A normal curve may well work for height and other physical features but is unlikely to be a successful explanation of such complex and interactive dimensions as ‘intelligence’ or ‘deviance’ from behavioural norms or expectations. Indeed Psychology’s leading role in the use ‘the normal distribution curve, over the last century, has been a cause of deep regret to many humanistic psychologists who have ethical concerns about the inappropriateness of such a divisive and limited construct and how it has been used in the guise of IQ to segregate children who may well have been better educated within a full spectrum and inclusive provision.
If we normalise behaviour without patronising clients and unduly minimising the significance of certain behaviours then we have millions of people in society, as they naturally mature as individuals, feeling they are thought to be normal and not abnormal, by those around them. So institutional social control via Psychiatric institutions and/or prison for the normal range of behaviours is avoided.
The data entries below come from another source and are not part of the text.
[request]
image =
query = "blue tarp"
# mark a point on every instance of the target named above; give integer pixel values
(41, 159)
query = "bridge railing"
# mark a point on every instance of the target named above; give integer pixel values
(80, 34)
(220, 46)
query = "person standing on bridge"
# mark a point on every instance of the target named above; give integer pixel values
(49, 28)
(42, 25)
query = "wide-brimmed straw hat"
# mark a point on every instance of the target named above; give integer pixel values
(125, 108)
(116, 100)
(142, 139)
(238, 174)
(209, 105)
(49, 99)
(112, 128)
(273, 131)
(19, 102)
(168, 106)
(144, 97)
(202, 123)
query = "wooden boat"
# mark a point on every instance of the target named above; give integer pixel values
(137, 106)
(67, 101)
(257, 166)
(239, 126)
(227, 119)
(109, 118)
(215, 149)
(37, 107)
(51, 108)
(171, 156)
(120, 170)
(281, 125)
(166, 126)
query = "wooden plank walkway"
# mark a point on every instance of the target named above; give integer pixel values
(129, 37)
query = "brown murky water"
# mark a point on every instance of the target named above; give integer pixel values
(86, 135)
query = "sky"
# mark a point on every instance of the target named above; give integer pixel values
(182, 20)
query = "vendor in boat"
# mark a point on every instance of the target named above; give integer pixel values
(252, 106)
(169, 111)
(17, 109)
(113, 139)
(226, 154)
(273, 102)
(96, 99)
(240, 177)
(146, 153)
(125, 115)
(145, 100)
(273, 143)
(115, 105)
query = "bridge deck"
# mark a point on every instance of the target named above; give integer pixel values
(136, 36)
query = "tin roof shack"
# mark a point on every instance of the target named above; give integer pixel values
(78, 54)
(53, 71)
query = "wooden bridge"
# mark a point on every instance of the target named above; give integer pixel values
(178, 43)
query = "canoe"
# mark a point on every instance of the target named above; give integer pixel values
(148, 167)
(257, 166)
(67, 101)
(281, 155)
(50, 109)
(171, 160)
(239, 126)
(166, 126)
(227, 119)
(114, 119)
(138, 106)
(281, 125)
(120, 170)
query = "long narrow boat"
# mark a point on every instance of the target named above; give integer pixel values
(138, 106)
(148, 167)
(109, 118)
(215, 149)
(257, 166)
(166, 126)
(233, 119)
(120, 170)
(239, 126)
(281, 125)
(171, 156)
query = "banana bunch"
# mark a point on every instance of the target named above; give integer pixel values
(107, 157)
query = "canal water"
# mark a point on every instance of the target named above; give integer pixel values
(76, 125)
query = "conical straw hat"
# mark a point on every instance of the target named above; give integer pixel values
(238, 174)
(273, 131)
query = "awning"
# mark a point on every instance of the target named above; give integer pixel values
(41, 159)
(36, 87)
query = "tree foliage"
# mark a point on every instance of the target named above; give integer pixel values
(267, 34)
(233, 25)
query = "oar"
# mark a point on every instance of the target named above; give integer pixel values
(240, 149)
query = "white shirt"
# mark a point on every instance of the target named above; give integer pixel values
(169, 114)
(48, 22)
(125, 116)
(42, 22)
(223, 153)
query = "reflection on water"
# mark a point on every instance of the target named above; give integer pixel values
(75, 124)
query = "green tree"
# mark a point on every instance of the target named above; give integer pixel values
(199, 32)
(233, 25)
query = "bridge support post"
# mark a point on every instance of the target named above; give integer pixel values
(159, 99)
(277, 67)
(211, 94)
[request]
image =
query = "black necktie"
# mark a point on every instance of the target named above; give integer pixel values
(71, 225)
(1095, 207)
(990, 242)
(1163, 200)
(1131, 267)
This may include minor ‘offenses’ such as finding a ‘roof over your head’ by squatting or ‘fending for yourself’ by retrieving and eating packaged food which is still edible from shop bins and means that less people are potentially ‘retraumatised’ by the system we have in place to deal with their personal distress. We would automatically be more holistic in the way we look at the complex interactive variables that occur in a child’s life such as childhood trauma, attachment difficulties, family breakdown or violence, environmental stressors, and intrapersonal issues all of which may be contributing to the way the child is behaving at that particular point in time.
The range of societal responses, around the world, is enormous to these issues. Let’s take ADHD and psycho-stimulant medication as one example – in Italy and France 0.15% of children are medicated, in the U.K. it is at least 1.5% with many seeking an increase and in America it is at least 15% with many there saying that 25% of all children there will need medication for a mental health condition. This systemic lunacy illustrates that the behaviours we are defining as abnormal are not a true medical phenomena but are instead socially constructed and developed for another more controlling agenda than the welfare of children.
Indeed this rapidly expanding situation is, in my opinion, the biggest Child Safeguarding issue of our time and dwarfs some of the other important issues that are regularly featured in our media and courts.
If our shared intent is to be a caring, progressive society that actively promotes the mental health and wellbeing of individuals at all levels then this is where we need to start. “Communication is the art of intent,” is a great unattributed quote that I have found very helpful in my career and so the Trillion Dollar Question, for that is the potential cost to society of getting it wrong, is what do we collectively want to communicate to the future about the way we have deliberately chosen to treat our children today?
Is it an agenda of Inclusion in a Fair Society or Exclusion and Stigmatisation?
Is it a Comprehensive Education and Health Care System for all or an elitist schooling and medical health system for the ‘chosen few?’
Is it mental health and wellbeing for individuals and society as a whole or mental illness with the focus on ‘within person’ causation?
Is it a future of hope and creatively addressing difficulties or despair and categorising differences into arbitrary divisions for us all?
These choices are real and some societies are on very different philosophical and practical journeys to our own hence giving us all an opportunity to reflect and learn.
Where do we want to start this new journey as a society and what is our collective aspirational destination for children in particular?
The debate continues. Please participate.
Acknowledgement: Thanks to Lucy Johnstone for her ideas about Psychological Formulation and ‘Retraumatisation’ of clients.